Pyschiatrist Randolf Nesse is a gifted writer who I have followed for many years. I first learned of Nesse's work when I read Why We Get Sick: The New Science of Darwinian Medicine. Nesse is one of the many respondents to this year's annual question by Edge.org: "What will change everything?" Nesse's answer: RECOGNIZING THAT THE BODY IS NOT A MACHINE As we improve our knowledge of bodies, they don't fit very well within our venerable metaphor of the body as a "machine." One of his points is that we can describe machines, whereas a satisfying description of bodies seems so elusive. The complexity of the body is, indeed, humbling:

We have yet to acknowledge that some evolved systems may be indescribably complex. Indescribable complexity implies nothing supernatural. Bodies and their origins are purely physical. It also has nothing to do with so-called irreducible complexity, that last bastion of creationists desperate to avoid the reality of unintelligent design.

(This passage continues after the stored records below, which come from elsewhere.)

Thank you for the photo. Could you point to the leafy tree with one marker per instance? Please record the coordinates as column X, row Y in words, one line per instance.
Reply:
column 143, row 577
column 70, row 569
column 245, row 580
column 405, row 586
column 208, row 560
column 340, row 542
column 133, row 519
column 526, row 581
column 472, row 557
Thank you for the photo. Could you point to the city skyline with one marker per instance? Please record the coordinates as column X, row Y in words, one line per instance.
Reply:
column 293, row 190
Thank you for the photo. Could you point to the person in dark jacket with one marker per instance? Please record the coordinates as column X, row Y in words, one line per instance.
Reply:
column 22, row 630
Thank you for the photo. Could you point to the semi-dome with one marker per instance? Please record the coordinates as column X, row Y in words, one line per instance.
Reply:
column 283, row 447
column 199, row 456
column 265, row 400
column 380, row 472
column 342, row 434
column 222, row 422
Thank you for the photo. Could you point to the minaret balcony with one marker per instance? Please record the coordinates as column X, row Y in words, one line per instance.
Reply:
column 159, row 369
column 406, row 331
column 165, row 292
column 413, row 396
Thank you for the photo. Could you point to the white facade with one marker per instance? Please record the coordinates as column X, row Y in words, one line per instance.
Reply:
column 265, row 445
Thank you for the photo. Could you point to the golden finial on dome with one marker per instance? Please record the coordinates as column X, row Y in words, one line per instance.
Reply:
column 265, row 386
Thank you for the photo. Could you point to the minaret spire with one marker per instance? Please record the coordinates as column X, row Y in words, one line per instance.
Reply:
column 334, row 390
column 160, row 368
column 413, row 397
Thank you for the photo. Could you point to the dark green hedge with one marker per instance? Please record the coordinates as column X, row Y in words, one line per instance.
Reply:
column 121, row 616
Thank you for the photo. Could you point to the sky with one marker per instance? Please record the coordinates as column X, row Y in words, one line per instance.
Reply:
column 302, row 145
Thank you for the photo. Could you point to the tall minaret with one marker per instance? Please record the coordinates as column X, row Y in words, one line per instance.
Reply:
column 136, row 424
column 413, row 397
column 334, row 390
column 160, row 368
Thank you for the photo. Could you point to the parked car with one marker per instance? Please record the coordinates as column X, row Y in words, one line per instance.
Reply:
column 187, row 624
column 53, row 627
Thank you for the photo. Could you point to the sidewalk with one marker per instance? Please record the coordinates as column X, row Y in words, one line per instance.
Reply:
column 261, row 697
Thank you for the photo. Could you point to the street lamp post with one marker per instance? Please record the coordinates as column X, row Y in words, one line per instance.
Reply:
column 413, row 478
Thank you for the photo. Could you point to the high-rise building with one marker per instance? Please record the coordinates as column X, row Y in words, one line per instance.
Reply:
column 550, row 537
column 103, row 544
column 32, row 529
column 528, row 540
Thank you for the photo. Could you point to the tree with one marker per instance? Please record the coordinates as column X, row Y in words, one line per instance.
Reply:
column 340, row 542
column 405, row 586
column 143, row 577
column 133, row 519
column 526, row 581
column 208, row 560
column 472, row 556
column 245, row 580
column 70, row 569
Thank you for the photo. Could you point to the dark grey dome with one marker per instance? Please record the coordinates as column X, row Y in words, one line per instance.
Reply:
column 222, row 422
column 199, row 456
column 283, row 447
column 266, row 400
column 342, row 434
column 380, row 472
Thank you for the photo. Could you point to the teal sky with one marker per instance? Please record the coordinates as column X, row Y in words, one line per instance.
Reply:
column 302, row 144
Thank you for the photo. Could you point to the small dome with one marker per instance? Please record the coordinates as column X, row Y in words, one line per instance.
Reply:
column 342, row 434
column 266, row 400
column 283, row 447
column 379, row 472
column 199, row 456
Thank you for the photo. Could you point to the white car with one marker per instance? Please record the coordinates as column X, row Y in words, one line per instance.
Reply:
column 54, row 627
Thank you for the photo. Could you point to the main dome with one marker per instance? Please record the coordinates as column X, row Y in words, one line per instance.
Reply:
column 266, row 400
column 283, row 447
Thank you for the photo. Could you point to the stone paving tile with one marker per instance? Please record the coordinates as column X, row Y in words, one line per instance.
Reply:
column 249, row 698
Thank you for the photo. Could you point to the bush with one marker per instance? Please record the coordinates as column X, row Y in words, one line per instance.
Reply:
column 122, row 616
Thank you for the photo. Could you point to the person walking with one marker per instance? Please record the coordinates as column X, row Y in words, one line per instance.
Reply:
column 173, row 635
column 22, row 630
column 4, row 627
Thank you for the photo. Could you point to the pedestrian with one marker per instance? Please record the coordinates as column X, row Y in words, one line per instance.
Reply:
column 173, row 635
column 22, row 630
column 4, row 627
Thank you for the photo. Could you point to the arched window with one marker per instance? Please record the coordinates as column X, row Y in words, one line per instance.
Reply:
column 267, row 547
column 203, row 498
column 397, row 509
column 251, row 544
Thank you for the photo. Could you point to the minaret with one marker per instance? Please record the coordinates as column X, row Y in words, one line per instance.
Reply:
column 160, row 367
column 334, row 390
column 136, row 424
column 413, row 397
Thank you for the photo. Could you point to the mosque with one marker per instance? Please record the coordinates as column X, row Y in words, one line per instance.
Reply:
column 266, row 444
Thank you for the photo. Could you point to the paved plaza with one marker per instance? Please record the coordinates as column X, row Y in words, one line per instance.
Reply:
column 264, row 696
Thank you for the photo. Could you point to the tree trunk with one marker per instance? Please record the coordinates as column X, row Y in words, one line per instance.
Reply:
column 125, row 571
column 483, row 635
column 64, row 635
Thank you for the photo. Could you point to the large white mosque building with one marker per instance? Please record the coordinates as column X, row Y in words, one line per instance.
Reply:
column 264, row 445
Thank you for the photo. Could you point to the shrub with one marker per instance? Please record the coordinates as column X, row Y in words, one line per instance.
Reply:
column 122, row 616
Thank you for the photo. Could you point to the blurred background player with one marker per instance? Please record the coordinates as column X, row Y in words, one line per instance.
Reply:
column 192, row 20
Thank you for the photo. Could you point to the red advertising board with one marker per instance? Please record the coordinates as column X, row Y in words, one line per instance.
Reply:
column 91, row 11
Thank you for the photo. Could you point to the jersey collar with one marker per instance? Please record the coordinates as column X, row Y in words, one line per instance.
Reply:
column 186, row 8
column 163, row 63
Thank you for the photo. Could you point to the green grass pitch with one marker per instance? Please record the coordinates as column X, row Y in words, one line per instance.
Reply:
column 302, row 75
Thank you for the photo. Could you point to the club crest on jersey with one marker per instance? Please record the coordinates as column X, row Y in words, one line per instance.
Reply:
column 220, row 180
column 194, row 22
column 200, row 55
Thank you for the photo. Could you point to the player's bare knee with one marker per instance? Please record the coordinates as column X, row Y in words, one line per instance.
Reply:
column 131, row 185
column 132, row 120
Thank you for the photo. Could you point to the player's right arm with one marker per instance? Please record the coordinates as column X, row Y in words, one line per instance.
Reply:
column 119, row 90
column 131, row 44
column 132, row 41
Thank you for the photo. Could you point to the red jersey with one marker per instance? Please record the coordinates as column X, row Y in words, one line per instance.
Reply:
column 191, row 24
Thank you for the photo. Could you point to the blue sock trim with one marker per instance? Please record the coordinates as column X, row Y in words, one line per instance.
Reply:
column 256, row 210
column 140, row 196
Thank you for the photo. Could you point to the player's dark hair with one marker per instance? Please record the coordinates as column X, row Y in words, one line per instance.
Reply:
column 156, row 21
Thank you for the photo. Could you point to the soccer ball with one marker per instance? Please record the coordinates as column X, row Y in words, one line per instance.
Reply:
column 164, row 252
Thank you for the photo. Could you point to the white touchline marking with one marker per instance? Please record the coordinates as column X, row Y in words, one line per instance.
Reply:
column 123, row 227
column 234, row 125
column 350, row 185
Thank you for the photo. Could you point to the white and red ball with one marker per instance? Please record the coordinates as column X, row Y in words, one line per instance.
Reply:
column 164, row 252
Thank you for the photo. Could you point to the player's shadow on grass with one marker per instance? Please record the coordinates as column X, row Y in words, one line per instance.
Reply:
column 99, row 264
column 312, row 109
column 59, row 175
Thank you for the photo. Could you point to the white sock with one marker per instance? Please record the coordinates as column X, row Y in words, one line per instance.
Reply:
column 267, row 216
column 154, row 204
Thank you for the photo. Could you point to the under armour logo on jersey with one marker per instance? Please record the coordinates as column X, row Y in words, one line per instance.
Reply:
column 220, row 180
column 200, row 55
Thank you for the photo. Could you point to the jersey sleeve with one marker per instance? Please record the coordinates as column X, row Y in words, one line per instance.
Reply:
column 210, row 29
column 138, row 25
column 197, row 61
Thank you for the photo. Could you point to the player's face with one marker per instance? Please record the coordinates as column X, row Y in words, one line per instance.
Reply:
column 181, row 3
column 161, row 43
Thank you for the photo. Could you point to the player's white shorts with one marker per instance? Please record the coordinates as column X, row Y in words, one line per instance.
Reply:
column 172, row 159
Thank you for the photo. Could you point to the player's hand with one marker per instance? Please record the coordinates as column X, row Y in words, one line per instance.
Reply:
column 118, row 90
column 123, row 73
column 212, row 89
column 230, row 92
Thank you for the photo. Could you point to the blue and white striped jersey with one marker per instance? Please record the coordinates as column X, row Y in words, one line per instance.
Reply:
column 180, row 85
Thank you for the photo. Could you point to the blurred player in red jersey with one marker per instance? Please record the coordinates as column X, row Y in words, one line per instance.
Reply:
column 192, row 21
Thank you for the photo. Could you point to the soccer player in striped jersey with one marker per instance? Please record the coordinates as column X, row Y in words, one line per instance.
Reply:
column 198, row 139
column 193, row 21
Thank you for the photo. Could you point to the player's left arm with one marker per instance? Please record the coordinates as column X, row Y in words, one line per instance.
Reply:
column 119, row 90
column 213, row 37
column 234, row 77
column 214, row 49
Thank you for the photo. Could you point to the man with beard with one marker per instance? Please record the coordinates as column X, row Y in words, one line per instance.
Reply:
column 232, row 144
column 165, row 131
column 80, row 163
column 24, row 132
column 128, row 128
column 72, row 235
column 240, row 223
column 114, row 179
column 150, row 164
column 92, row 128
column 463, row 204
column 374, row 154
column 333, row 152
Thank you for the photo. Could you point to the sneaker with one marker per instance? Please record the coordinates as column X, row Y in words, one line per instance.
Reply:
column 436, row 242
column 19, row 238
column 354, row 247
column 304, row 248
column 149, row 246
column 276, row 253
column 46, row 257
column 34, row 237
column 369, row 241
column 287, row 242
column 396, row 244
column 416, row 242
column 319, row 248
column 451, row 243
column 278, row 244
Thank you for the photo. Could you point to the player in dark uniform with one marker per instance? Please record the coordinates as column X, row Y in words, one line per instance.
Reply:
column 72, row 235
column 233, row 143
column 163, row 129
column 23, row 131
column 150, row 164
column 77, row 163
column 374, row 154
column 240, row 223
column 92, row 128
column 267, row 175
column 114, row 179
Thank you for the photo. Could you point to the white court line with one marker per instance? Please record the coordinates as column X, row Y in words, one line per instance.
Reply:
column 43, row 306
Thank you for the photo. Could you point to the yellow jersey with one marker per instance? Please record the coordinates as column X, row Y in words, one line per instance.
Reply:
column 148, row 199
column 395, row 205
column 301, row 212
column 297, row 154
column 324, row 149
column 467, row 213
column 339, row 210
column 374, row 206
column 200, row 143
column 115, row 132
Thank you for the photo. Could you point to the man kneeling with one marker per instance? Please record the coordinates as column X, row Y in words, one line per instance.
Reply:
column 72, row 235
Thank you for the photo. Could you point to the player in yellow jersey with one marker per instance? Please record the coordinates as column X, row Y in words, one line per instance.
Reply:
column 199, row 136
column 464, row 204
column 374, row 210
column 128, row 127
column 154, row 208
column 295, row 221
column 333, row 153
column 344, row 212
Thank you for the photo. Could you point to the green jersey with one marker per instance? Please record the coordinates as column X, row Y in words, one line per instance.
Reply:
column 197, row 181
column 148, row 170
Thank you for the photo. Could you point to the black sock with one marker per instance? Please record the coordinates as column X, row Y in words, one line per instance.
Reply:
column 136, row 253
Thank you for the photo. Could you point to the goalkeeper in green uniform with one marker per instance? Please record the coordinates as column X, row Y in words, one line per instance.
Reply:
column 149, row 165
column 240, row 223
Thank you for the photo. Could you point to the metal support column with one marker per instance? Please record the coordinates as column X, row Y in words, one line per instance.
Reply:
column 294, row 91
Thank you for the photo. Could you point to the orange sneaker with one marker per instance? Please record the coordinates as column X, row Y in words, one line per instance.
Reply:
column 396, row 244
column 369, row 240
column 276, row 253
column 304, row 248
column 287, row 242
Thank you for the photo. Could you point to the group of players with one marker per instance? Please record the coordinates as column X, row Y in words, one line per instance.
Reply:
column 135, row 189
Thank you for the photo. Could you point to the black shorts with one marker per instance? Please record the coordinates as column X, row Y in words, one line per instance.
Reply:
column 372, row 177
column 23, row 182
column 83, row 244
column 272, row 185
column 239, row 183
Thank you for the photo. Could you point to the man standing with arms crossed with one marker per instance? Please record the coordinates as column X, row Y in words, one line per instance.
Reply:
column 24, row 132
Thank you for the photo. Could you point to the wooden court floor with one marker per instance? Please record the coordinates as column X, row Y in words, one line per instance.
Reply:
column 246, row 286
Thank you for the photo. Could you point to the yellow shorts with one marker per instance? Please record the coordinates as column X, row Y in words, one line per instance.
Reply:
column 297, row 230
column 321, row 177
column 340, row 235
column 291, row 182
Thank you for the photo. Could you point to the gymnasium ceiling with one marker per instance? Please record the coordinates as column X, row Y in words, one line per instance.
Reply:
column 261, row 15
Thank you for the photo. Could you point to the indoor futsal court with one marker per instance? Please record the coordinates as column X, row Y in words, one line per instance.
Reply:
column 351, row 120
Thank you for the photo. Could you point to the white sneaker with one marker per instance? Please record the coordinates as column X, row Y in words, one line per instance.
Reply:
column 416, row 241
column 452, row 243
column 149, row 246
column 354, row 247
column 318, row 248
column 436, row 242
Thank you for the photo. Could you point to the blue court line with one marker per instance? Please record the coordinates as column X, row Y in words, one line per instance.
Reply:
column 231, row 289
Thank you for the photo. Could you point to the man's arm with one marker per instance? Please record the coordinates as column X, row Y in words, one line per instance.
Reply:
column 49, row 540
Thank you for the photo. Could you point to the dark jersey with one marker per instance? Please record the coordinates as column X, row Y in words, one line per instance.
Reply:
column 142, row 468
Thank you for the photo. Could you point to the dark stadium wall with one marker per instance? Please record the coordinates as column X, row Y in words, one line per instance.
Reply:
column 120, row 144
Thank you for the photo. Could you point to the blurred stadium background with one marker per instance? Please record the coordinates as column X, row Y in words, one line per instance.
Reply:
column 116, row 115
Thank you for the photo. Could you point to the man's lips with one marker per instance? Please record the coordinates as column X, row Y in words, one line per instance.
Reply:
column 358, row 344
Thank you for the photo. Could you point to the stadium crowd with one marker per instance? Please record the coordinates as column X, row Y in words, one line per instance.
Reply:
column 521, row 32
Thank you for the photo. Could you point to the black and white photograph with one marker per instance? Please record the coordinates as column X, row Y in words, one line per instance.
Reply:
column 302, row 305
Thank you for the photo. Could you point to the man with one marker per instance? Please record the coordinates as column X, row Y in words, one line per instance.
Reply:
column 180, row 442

Indescribable complexity does, however, confront us with the inadequacy of models built to suit our human preferences for discrete categories, specific functions, and one directional causal arrows. Worse than merely inadequate, attempts to describe the body as a machine foster inaccurate oversimplifications. Some bodily systems cannot be described in terms simple enough to be satisfying; others may not be described adequately even by the most complex models we can imagine.